Illustration:
ill. 6.14 a (set: 6.14)
Author:
Zhao Hongben (1915-2000) 赵宏本
Date:
1962
Genre:
comic, comic book, comic strip
Material:
scan, paper, black-and-white; original source: woodblock print
Source:
SWKSDBGJ 1962: Sun Wukong san da baigujing 孙悟空三打白骨精 (Sun Wukong thrice defeats the white-boned demon). Shanghai: Shanghai meishu, 1962:7.
Keywords:
Journey to the West, nudity, navel, nipples, sexuality, lewdness, criticism
Zhao Hongben: Sun Wukong thrice defeats the white-boned Demon 1962 (Zhao Hongben: Sun Wukong san da baigujing 赵宏本: 孙悟空三打白骨精)
Mao himself had, on February 28, 1966, called for “local Sun Wukongs,” i.e., local heroes, to become active. In a conversation with Kang Sheng, Mao had allegedly said: “I have always advocated that whenever the Central organs do something wrong, it is necessary to call upon the local authorities to rebel and attack the Central government.

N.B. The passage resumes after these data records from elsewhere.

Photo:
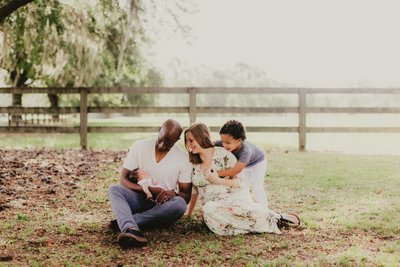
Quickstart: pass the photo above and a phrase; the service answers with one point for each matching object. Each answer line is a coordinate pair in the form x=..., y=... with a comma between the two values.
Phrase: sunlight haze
x=299, y=43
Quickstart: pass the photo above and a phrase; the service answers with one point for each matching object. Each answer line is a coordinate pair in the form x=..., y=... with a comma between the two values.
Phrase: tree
x=49, y=44
x=7, y=7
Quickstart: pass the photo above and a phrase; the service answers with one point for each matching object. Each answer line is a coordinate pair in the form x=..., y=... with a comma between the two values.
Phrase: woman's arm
x=231, y=172
x=213, y=177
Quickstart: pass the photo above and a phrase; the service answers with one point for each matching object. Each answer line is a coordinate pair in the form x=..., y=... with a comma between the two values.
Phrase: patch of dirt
x=27, y=175
x=31, y=180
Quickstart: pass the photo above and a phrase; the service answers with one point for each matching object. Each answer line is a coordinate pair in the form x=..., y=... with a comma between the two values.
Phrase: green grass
x=349, y=206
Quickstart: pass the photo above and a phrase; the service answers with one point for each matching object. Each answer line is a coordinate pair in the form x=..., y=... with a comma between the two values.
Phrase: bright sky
x=332, y=43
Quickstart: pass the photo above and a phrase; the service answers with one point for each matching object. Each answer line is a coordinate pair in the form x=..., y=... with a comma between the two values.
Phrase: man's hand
x=164, y=196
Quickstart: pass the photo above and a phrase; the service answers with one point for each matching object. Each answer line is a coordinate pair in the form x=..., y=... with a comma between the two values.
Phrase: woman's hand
x=212, y=176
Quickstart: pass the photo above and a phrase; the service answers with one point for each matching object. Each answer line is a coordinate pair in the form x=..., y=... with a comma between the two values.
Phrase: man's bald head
x=169, y=134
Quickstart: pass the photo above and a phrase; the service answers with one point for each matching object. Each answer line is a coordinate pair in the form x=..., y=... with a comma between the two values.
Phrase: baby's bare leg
x=147, y=191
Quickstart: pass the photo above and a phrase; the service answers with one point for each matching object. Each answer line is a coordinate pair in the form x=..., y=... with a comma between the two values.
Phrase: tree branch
x=10, y=6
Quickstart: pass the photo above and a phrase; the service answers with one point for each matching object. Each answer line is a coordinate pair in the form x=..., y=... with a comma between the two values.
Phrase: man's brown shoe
x=131, y=238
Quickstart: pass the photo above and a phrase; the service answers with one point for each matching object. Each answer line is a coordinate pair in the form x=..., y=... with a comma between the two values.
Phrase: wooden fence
x=193, y=109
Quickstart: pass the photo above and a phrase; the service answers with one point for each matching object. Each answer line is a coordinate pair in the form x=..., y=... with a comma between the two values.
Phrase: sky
x=314, y=43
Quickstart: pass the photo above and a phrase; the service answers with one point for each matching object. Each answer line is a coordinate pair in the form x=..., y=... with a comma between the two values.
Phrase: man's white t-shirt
x=173, y=168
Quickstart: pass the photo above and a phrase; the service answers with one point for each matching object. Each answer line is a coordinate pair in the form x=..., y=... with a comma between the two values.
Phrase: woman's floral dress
x=231, y=211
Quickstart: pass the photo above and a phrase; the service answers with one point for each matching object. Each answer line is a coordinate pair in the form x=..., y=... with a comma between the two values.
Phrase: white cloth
x=255, y=174
x=231, y=211
x=173, y=168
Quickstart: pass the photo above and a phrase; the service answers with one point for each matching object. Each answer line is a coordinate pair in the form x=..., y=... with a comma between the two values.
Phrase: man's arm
x=239, y=166
x=125, y=181
x=185, y=191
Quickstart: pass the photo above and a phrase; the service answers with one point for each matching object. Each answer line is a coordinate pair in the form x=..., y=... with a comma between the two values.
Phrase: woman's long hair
x=201, y=134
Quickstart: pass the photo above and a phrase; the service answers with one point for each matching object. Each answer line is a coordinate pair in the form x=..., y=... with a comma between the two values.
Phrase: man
x=163, y=161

The local areas must produce several more Sun Wukongs to vigorously create a disturbance at the Palace of the King of Heaven.” But instead of being praised, Zhao Hongben’ Monkey comic and its artistic execution is criticized and banned in the early years of the Cultural Revolution; Zhao Hongben, is condemned, struggled, and nicknamed “The Comic Tyrant of the South” (连环画的南霸天 Lianhuanhua de Nan Batian), thus alluding to one of the most vicious bullies from the Cultural Revolution model works, the landlord Nan Batian who appears in the model ballet The Red Detachment of Women.

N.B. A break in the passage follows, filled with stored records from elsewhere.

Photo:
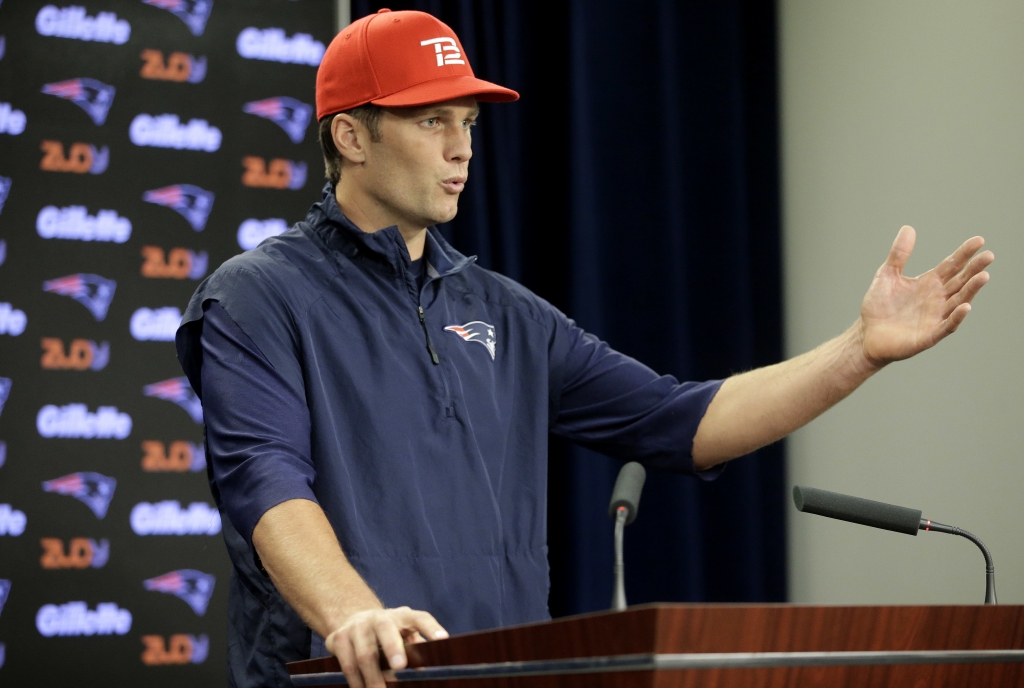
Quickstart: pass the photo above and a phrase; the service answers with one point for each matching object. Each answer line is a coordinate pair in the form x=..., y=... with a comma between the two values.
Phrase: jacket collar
x=339, y=232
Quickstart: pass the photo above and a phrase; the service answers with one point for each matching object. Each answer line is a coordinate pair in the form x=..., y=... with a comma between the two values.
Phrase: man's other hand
x=355, y=643
x=901, y=316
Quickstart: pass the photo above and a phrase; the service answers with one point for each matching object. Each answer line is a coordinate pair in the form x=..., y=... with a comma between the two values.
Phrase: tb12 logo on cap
x=446, y=50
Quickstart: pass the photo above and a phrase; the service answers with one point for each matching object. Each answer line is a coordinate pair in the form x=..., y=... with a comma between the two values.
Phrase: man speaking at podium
x=378, y=406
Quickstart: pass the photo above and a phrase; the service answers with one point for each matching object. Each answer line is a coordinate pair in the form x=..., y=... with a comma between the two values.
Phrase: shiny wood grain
x=668, y=629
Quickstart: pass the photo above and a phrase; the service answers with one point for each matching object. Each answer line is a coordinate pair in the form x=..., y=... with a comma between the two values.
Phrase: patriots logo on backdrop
x=92, y=291
x=5, y=384
x=4, y=189
x=92, y=489
x=190, y=202
x=193, y=12
x=196, y=588
x=93, y=96
x=476, y=331
x=289, y=114
x=180, y=392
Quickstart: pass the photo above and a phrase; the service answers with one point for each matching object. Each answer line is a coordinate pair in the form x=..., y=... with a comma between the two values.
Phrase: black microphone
x=625, y=503
x=887, y=517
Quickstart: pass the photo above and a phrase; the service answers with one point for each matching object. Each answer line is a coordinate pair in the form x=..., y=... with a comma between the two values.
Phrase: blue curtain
x=635, y=185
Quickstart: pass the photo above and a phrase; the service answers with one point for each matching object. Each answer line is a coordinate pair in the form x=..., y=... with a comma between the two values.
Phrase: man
x=378, y=406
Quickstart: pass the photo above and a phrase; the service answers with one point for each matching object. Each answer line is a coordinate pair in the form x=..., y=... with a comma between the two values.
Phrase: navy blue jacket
x=421, y=433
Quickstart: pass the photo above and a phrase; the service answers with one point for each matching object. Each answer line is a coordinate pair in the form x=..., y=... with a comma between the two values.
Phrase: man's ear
x=350, y=137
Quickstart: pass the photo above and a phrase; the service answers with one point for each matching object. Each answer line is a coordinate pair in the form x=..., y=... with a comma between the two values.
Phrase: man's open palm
x=903, y=315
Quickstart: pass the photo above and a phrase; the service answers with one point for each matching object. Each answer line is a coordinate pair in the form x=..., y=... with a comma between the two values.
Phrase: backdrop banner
x=141, y=144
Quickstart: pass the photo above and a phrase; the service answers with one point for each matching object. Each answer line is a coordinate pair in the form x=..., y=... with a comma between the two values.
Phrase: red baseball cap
x=398, y=59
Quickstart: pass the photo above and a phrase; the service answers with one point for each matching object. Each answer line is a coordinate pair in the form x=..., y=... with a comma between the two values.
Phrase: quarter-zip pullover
x=415, y=413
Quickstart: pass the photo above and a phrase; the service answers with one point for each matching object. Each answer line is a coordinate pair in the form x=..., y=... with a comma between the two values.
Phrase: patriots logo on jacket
x=92, y=489
x=4, y=189
x=289, y=114
x=92, y=291
x=5, y=384
x=93, y=96
x=193, y=12
x=180, y=392
x=476, y=331
x=190, y=202
x=196, y=588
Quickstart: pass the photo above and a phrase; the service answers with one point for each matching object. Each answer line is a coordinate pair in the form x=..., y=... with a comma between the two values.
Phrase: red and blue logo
x=193, y=12
x=190, y=202
x=195, y=588
x=93, y=96
x=289, y=114
x=92, y=489
x=92, y=291
x=180, y=392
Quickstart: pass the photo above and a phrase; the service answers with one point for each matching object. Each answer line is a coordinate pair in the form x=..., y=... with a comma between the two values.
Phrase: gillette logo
x=193, y=12
x=278, y=173
x=12, y=320
x=196, y=588
x=92, y=489
x=83, y=354
x=12, y=521
x=166, y=131
x=155, y=325
x=289, y=114
x=75, y=222
x=81, y=158
x=11, y=121
x=253, y=231
x=176, y=264
x=82, y=553
x=168, y=518
x=180, y=392
x=75, y=618
x=74, y=23
x=92, y=291
x=76, y=421
x=93, y=96
x=178, y=67
x=273, y=45
x=178, y=458
x=190, y=202
x=180, y=649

According to the Red Guards who attacked him, there were three reasons for the criticism: 1) His demon is considered much too beautiful, 2) His hero, Sun Wukong, is not enough of a hero to hold up to Cultural Revolution standards of scrutiny, and 3) the comic contains too much “lewd sexual material”. The latter is obivous here: in the prize-winning edition of 1962 Zhu Bajie appears half-naked, and his nakedness is blatantly obvious as his navel and nipples are showing.